Un pas vers l’avenir

« Là, on a la chance de se rapprocher de nos rêves », ajoute la dynamique brunette, juchée ce soir sur des talons aiguilles. Dans cinq années encore, elle sera aux études en droit. Alicia Murray sera en voie de devenir vétérinaire et Nawal Senoussaoui, psychologue spécialisée en trauma. C’est génial d’entrer dans « l’âge adulte », concèdent ces dernières, non sans un petit pincement au cœur.

« Il était temps que ça finisse, c’est sûr... Mais moi, j’étais tout de même bien dans ce cocon, intervient Alicia avec un brin de nostalgie. Ici, c’est une petite communauté. Tout le monde se connaît et se parle. Maintenant, on s’en va dans un endroit où ce sera juste pour étudier. C’est une autre étape de la vie », déclare la jeune femme en se résignant à s’asseoir. Les talons hauts, c’est tout de même moins confortable que des baskets.

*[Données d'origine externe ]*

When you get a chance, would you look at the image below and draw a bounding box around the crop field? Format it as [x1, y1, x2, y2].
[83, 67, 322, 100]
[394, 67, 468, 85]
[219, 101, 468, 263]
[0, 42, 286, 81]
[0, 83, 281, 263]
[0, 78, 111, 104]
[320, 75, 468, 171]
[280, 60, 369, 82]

Nawal a aussi peur de ce monde rempli de possibilités et d’inconnu, mais le moment est venu d’avancer, juge-t-elle en se ramenant positivement à la suite des choses. « Ce sera un bon changement de vie et d’entourage. C’est aussi ça, grandir ! » C’est savoir affronter différents environnements, et en apprendre, chaque fois, un peu plus sur soi.

La vie, la vie

Il y a des connaissances qu’on acquiert dans les classes et d’autres, dans la cour d’école. Durant ces cinq années, le trio estime avoir surtout appris la patience, la confiance en soi et l’indépendance.

« Moi, j’ai beaucoup gagné, mais j’ai aussi connu des déceptions dont j’ai pu tirer des leçons », constate Stefania. Nawal est d’accord. Les épreuves ont fait d’elle quelqu’un de plus fort.

Quand je suis entrée au collège, j’avais 12 ans. J’avais une idée de qui j’étais et de ce que les autres percevaient de moi. Tout ça a changé. J’ai appris à ne pas me soucier de ce que les autres pensent. Au bout du compte, c’est moi qui décide de qui je suis.

Nawal Senoussaoui

Ce soir, sur une scène de la Place des Arts, les trois élèves en concentration danse et leurs pairs offriront un dernier spectacle aux élèves de leur niveau avec une chorégraphie qui illustre le fait que, « ensemble, on peut aller plus loin », explique Alicia. « On a passé cinq années à répéter, à travailler, à danser les unes avec les autres. Ça crée des liens. »

Pour ceux qui amorcent leur périple, Stefania a quelques conseils : « Appréciez chaque moment qui passe. Ça va aller vite ! N’ayez pas peur de vous mettre en danger et d’aller vers les autres. C’est comme ça qu’on en apprend plus sur soi. »

« Je dirais aussi qu’il faut grandir quand c’est le temps, renchérit Nawel. On essaie tellement de fuir cet âge que, souvent, on n’arrive pas à apprécier ce qu’on a. Avoir 13 ans, c’est aussi formidable que d’en avoir 16. »

Chaque étape vaut la peine d’être savourée, s’accordent les trois jeunes femmes en regardant leur parcours avec sagesse et candeur. Le secondaire, c’est des hauts, c’est des bas, mais c’est somme toute « les plus belles années ».